そこに価値があると見出すことがお金の流通には大事ですが、自分の見えているものじゃないと理解できないのもあって、うさんくささが拭えないわけです。ところで、eumoって広域地域通貨を作るって言いましたよね?でも、最終的にはテクノロジーでeumo自体、つまりお金を消すんですよ。

昔あった物々交換をモノだけじゃなくて、サービスも含めて流通できる状態にする。それでバランスを作る。帳簿をつける。それが僕の考えるテクノロジーの最終的な使い方で、eumoのゴールです。

――「スタートレック」の世界のようです。
とはいえ、物々交換を経験していない人が、急にそんなこと言われてもできませんよね。繰り返しになりますが、過渡期が必要でしょ?ということで「お金に色を付ける」ということなんです。

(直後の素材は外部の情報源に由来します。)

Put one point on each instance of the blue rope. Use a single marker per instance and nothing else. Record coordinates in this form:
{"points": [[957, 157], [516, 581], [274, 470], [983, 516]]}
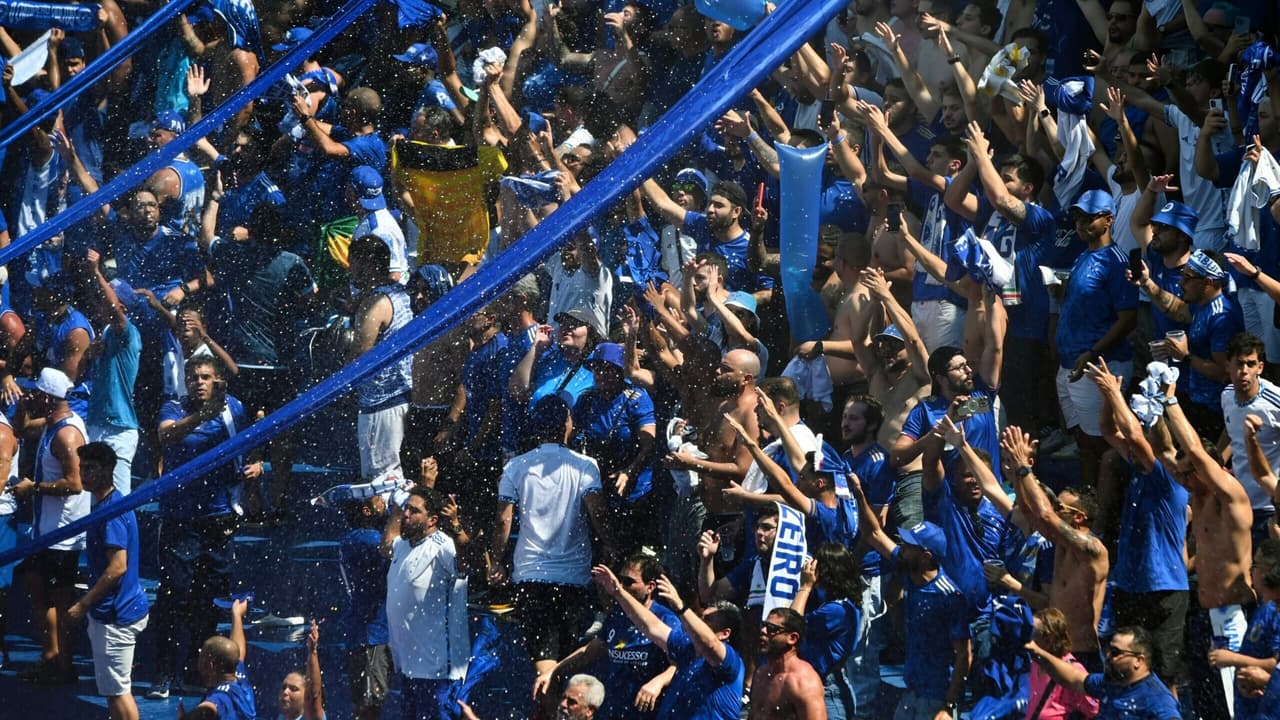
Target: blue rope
{"points": [[96, 71], [123, 182], [754, 57]]}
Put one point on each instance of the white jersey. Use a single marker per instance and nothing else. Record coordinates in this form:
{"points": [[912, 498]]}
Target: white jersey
{"points": [[56, 511], [1266, 406]]}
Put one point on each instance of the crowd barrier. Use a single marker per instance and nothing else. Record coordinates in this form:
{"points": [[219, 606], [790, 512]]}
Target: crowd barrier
{"points": [[94, 72], [766, 48]]}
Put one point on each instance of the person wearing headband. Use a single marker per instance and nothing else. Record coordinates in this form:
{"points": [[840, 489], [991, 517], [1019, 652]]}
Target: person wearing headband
{"points": [[1214, 314]]}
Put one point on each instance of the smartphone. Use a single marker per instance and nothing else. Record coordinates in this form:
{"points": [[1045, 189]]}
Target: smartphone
{"points": [[894, 218], [1136, 261]]}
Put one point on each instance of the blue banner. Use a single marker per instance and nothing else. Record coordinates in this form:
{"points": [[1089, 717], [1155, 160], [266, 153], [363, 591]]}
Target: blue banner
{"points": [[746, 65]]}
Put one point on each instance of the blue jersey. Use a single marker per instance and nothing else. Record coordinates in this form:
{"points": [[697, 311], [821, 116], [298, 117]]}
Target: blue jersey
{"points": [[1152, 533], [830, 636], [1262, 639], [608, 429], [1146, 700], [233, 698], [878, 479], [936, 616], [973, 537], [124, 604], [700, 691], [1096, 292], [1214, 324], [632, 661]]}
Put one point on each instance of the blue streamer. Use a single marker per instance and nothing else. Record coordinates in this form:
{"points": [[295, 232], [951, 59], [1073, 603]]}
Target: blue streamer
{"points": [[800, 180], [123, 182], [96, 71], [754, 57]]}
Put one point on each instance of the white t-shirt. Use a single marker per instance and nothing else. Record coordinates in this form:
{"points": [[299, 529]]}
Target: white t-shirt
{"points": [[383, 224], [570, 290], [58, 511], [1265, 405], [419, 587], [547, 486]]}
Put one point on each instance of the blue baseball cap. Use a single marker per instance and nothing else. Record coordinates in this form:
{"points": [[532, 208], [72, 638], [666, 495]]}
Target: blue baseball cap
{"points": [[891, 332], [744, 300], [608, 352], [1096, 203], [369, 186], [292, 39], [926, 536], [419, 54], [1178, 217], [169, 121]]}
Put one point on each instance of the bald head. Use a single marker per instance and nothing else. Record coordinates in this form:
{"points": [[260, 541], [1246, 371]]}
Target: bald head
{"points": [[223, 654]]}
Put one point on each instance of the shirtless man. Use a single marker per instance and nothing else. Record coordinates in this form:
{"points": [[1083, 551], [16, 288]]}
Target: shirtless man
{"points": [[1221, 522], [785, 686], [839, 347], [1080, 561], [896, 365], [727, 459]]}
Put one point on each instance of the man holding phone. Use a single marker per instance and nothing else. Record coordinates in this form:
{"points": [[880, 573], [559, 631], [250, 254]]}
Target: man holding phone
{"points": [[197, 524]]}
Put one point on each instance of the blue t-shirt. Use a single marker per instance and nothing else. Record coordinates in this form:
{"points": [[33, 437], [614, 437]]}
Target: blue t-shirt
{"points": [[830, 634], [1152, 533], [364, 577], [936, 616], [233, 698], [1146, 700], [978, 429], [1214, 324], [1262, 639], [114, 373], [126, 604], [938, 226], [1095, 294], [608, 429], [735, 253], [973, 537], [632, 661], [878, 479], [699, 691], [216, 491]]}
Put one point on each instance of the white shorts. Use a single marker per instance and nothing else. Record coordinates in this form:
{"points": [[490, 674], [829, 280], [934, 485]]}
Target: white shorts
{"points": [[379, 436], [940, 323], [113, 655], [1082, 402]]}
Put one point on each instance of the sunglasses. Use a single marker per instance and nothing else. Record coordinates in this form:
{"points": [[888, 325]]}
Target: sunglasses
{"points": [[773, 628]]}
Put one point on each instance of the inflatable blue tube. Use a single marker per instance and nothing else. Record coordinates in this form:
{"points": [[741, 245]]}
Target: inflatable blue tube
{"points": [[764, 49], [800, 181], [96, 71], [23, 14], [144, 169]]}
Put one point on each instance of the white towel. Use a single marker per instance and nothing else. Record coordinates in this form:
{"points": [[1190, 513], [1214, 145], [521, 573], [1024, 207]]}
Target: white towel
{"points": [[1255, 187], [1073, 132]]}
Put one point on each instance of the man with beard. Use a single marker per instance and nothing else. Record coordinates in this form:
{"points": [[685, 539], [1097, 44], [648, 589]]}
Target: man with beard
{"points": [[938, 311], [785, 686], [420, 614], [1220, 519], [936, 615], [636, 670], [1125, 686], [1080, 561], [726, 459]]}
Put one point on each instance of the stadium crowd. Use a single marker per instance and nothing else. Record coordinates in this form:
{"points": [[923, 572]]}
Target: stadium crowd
{"points": [[1025, 447]]}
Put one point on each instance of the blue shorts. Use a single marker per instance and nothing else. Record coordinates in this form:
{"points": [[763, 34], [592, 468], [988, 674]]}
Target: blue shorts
{"points": [[429, 700], [8, 541]]}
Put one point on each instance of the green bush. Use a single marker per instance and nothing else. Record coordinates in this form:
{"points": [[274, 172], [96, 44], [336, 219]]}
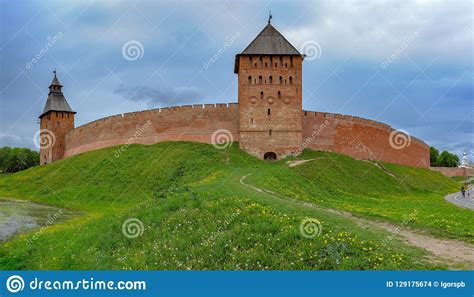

僕は、社会的不幸とは何かというと、選択できないことだと思っています。今は、今の貨幣経済の仕組みの中でしか、誰もが生きていけない。だから、従っている。でも、本当はいや。

もちろん、今の仕組みが好きな人もいます。今の競争社会の中、今の資本主義の中でやっていきたい人、成功する人もいるでしょう。でも、それでは生きづらい人や「違うんじゃないの?」と思う人も確実に存在している。いやだという人が選べるようにしたいんです。

NPOやソーシャル・ベンチャーの人など社会のための仕事をやっていきたいという人が、お金に邪魔されず、自由にしたいことをやり続けられる経済圏を作る。せっかく、AIがやらないでいい仕事を助けてくれる時代にもなりつつありますからね。

*注)米・SFドラマ。貨幣経済はすでに廃れ、富の追求ではなく、社会貢献や自己成長を目的として人類が生きるようになった世界を舞台にしている。